Newton’s law of motion cannot be applicable to the particles moving at

Newton’s law of motion cannot be applicable to the particles moving at a speed comparable to the speed of

light
sound
rocket
bullet train
This question was previously asked in
UPSC CISF-AC-EXE – 2017
Newton’s laws of motion are fundamental principles of classical mechanics. Classical mechanics provides an accurate description of the motion of objects in everyday life. However, these laws break down and are not applicable under certain extreme conditions:
1. When the speed of the object is comparable to the speed of light (approximately 3 x 10^8 m/s). In this regime, motion must be described by Einstein’s theory of special relativity. Relativistic effects like time dilation and length contraction become significant.
2. When the size of the object is very small (atomic or subatomic scales). In this regime, quantum mechanics is required to describe the behavior of particles.

The speed of sound, rockets, and bullet trains are all vastly lower than the speed of light, so classical mechanics (and Newton’s laws) apply accurately to objects moving at these speeds.

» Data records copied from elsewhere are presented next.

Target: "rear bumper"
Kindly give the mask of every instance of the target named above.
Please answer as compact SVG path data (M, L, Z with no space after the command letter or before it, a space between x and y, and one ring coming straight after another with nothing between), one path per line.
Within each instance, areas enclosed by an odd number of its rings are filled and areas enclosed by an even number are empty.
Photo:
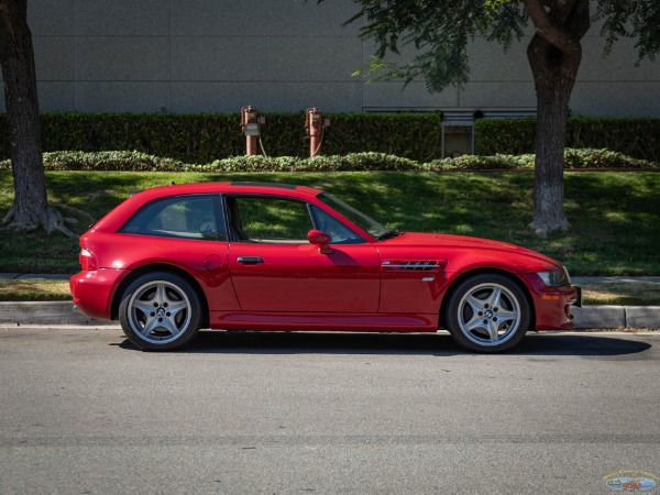
M69 279L74 305L90 318L110 320L112 298L125 270L80 272Z

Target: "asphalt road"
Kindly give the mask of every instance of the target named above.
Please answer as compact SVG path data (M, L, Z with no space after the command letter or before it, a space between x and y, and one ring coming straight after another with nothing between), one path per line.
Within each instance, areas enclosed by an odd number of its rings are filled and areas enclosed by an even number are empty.
M659 349L202 332L158 354L117 327L0 328L0 493L613 493L660 476Z

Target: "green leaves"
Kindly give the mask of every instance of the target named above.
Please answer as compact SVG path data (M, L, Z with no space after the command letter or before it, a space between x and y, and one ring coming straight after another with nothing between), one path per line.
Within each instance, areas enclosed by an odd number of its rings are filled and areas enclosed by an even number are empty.
M632 158L609 150L565 148L566 168L659 168L660 164ZM178 160L147 155L140 152L54 152L44 153L46 170L84 172L457 172L532 169L534 154L492 156L463 155L457 158L417 162L385 153L349 153L346 155L315 156L232 156L207 164L190 164ZM9 161L0 162L0 170L9 170Z

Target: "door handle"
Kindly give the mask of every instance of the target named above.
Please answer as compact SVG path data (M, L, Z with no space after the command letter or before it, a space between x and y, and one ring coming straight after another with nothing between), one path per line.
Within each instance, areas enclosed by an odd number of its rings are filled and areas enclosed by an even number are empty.
M264 262L264 258L261 256L239 256L237 258L239 263L243 263L244 265L257 265Z

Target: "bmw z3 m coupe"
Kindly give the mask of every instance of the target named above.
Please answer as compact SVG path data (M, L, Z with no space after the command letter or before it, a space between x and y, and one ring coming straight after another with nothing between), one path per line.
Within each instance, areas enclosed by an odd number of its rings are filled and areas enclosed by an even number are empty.
M557 261L485 239L388 230L319 189L261 183L155 187L80 237L74 304L148 351L200 328L436 332L513 348L573 328L580 289Z

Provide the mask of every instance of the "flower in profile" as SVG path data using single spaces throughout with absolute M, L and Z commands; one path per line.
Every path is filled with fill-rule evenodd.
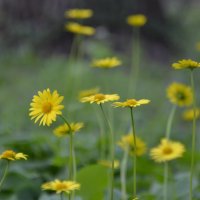
M 98 163 L 104 167 L 112 168 L 112 162 L 110 160 L 99 160 Z M 114 160 L 114 169 L 119 168 L 119 160 Z
M 113 106 L 114 107 L 137 107 L 137 106 L 141 106 L 143 104 L 148 104 L 150 102 L 150 100 L 148 99 L 140 99 L 140 100 L 136 100 L 136 99 L 127 99 L 124 102 L 114 102 Z
M 87 19 L 92 17 L 93 11 L 91 9 L 69 9 L 65 11 L 65 17 L 70 19 Z
M 93 35 L 95 29 L 91 26 L 84 26 L 76 22 L 69 22 L 65 25 L 65 29 L 69 32 L 80 34 L 80 35 Z
M 181 84 L 172 83 L 167 88 L 167 97 L 170 102 L 178 106 L 190 106 L 193 102 L 191 87 Z
M 42 190 L 52 190 L 56 193 L 66 192 L 70 193 L 74 190 L 80 189 L 80 184 L 74 181 L 60 181 L 58 179 L 42 184 Z
M 183 112 L 183 119 L 186 121 L 192 121 L 194 119 L 194 109 L 188 109 Z M 195 117 L 196 119 L 200 117 L 200 109 L 195 109 Z
M 141 156 L 146 153 L 147 146 L 145 142 L 140 139 L 139 137 L 136 137 L 136 147 L 134 145 L 134 138 L 133 134 L 129 133 L 121 138 L 120 141 L 117 142 L 117 144 L 124 150 L 129 151 L 130 155 L 136 155 Z
M 0 159 L 6 159 L 6 160 L 27 160 L 28 155 L 24 153 L 16 153 L 13 150 L 6 150 L 0 155 Z
M 38 95 L 33 96 L 29 116 L 35 119 L 35 123 L 40 120 L 39 125 L 50 126 L 53 121 L 56 121 L 57 115 L 62 115 L 61 110 L 64 106 L 60 103 L 63 98 L 56 90 L 53 93 L 50 89 L 39 91 Z
M 147 22 L 147 18 L 143 14 L 130 15 L 127 17 L 127 23 L 130 26 L 140 27 L 140 26 L 144 26 L 146 22 Z
M 57 128 L 55 128 L 53 130 L 53 133 L 58 136 L 58 137 L 62 137 L 62 136 L 66 136 L 69 135 L 70 133 L 76 133 L 78 132 L 81 128 L 83 127 L 83 123 L 70 123 L 70 128 L 69 126 L 67 126 L 67 124 L 63 124 L 58 126 Z
M 182 157 L 184 152 L 185 147 L 180 142 L 162 139 L 161 144 L 151 149 L 150 155 L 155 162 L 166 162 Z
M 187 68 L 195 69 L 195 68 L 200 68 L 200 63 L 191 59 L 183 59 L 183 60 L 179 60 L 176 63 L 173 63 L 172 67 L 174 69 L 187 69 Z
M 96 104 L 102 104 L 108 101 L 116 101 L 120 97 L 117 94 L 94 94 L 88 97 L 83 97 L 80 101 L 82 103 L 89 102 L 89 103 L 96 103 Z
M 103 59 L 97 59 L 92 61 L 93 67 L 99 68 L 114 68 L 121 65 L 121 61 L 117 57 L 107 57 Z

– Newton’s laws are part of classical mechanics.
– Classical mechanics is an approximation that works well for macroscopic objects at relatively low speeds.
– It fails when speeds approach the speed of light (requiring relativity) or at very small scales (requiring quantum mechanics).
The speed of light is a fundamental constant in the universe. No object with mass can reach or exceed the speed of light. Particles moving at speeds close to light speed are typically subatomic particles accelerated in particle accelerators.